Maybe she understood less than she thought. On the island, Diana had always known her failures meant more, but she’d also known her achievements would be her own, that if she ran quickly enough, fought hard enough, thought fast enough, her sisters would treat her victories with respect.

She nudged her arm against his. “It wasn’t stupid. What you said on the plane. We all want a taste of greatness.”

Jason turned his head to look at her. “What if you want more than a taste?”

Something in those words made her pulse quicken. “How much more?”

“I don’t know.” His gaze shifted back to the sky. “You take a bite. You take another. How are you supposed to know when you’ll be full?”

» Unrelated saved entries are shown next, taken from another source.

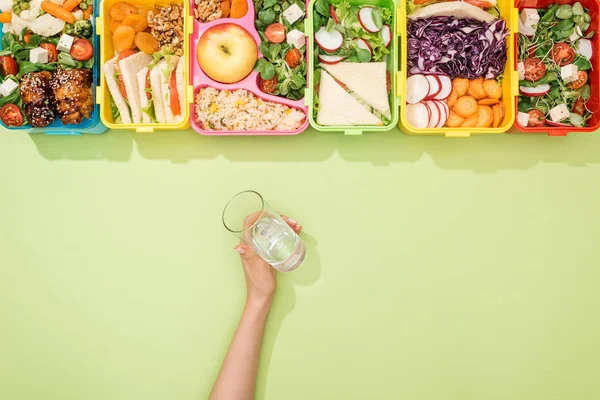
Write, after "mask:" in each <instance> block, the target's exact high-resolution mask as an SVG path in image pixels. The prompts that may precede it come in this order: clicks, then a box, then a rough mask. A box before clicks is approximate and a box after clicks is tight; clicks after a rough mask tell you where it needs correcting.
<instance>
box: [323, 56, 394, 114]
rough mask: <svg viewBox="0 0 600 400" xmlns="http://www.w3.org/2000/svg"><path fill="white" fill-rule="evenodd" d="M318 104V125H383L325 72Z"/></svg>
mask: <svg viewBox="0 0 600 400" xmlns="http://www.w3.org/2000/svg"><path fill="white" fill-rule="evenodd" d="M363 65H364V64H363ZM319 103H320V108H319V111H318V113H317V123H318V124H319V125H383V122H382V121H381V120H380V119H379V118H377V117H376V116H375V115H373V114H372V113H371V112H369V111H368V110H367V108H366V107H365V106H364V105H363V104H361V103H360V102H359V101H358V100H357V99H355V98H354V97H353V96H352V95H351V94H350V93H348V91H347V90H346V89H344V88H343V87H342V86H340V84H339V83H337V82H336V81H335V79H333V78H332V77H331V75H329V74H328V73H327V72H325V71H322V72H321V83H320V87H319Z"/></svg>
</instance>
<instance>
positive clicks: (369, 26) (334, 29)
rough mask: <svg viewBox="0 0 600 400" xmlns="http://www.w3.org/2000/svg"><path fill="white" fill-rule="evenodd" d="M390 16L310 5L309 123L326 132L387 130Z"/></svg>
mask: <svg viewBox="0 0 600 400" xmlns="http://www.w3.org/2000/svg"><path fill="white" fill-rule="evenodd" d="M392 20H393V16H392V10H391V9H389V8H387V7H378V6H353V5H351V4H350V3H348V2H347V1H343V2H341V3H337V4H333V3H331V2H330V1H329V0H317V1H316V2H315V4H314V13H313V21H314V31H315V46H314V49H313V51H314V57H315V63H316V68H315V77H314V83H315V88H316V90H315V95H314V100H313V118H314V119H315V120H316V122H317V124H319V125H324V126H351V125H378V126H384V125H389V123H390V121H391V118H392V114H391V110H390V101H389V93H390V90H391V76H390V72H389V71H390V68H391V66H392V60H391V57H388V55H389V54H390V50H389V47H390V45H391V44H392V38H393V37H392V36H393V35H392V28H391V26H392Z"/></svg>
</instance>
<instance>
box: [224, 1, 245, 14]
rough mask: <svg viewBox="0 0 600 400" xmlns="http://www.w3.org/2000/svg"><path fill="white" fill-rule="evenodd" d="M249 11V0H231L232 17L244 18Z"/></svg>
mask: <svg viewBox="0 0 600 400" xmlns="http://www.w3.org/2000/svg"><path fill="white" fill-rule="evenodd" d="M247 12H248V0H231V11H230V12H229V16H230V17H231V18H242V17H243V16H244V15H246V13H247Z"/></svg>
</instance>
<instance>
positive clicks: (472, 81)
mask: <svg viewBox="0 0 600 400" xmlns="http://www.w3.org/2000/svg"><path fill="white" fill-rule="evenodd" d="M467 94H468V95H469V96H471V97H473V98H474V99H475V100H481V99H485V97H486V96H485V92H484V91H483V77H482V76H480V77H479V78H477V79H473V80H472V81H471V82H469V90H468V91H467Z"/></svg>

I see you, Daughter of Earth. I see your dreams of glory.

“Then your desire to run Keralis Labs, your parents’ legacy—”

“Their legacy,” he repeated, and released a bitter laugh. “Do you know some part of me wants to believe Alia’s power caused the car accident that killed our parents?”

Diana drew in a sharp breath, and he glanced at her, dark eyes glinting.

“How’s that for truth?” he said. “It’s why I pushed Michael so hard on the investigation. I wanted there to be a conspiracy, an explanation, a reason for all of it. If wanting to do great deeds isn’t stupid, that is. It’s the way little kids think.”

What would it do to someone to lose so much in a single night? Who wouldn’t search for order, for some measure of control?

“You wanted to find meaning in their deaths,” she said. “There’s nothing wrong with that.”

Jason pushed off the rock and prowled to the edge of the cliff. “I wanted to remake the world. Make it into something I understood.” He crossed his arms, profile turned to the sky, and she remembered seeing him alone in the orchard, a stone sentinel, keeping the watch. “I still do.”

“That’s why you want to retain control of the company.”

He cocked his head to one side and slowly made his way back to the rock. “Why do I feel like I’m always the one who ends up talking instead of you?”

“I’m an excellent listener?” she ventured.

He snorted. “I’ll make you a deal. We’ll play twenty questions. You answer, and I’ll forgive you for the lasso.”

She cut a hand through the air. “Twenty is way too many.”

“Ten.”

“Three.”

“Three?” he said incredulously. “That’s nothing!”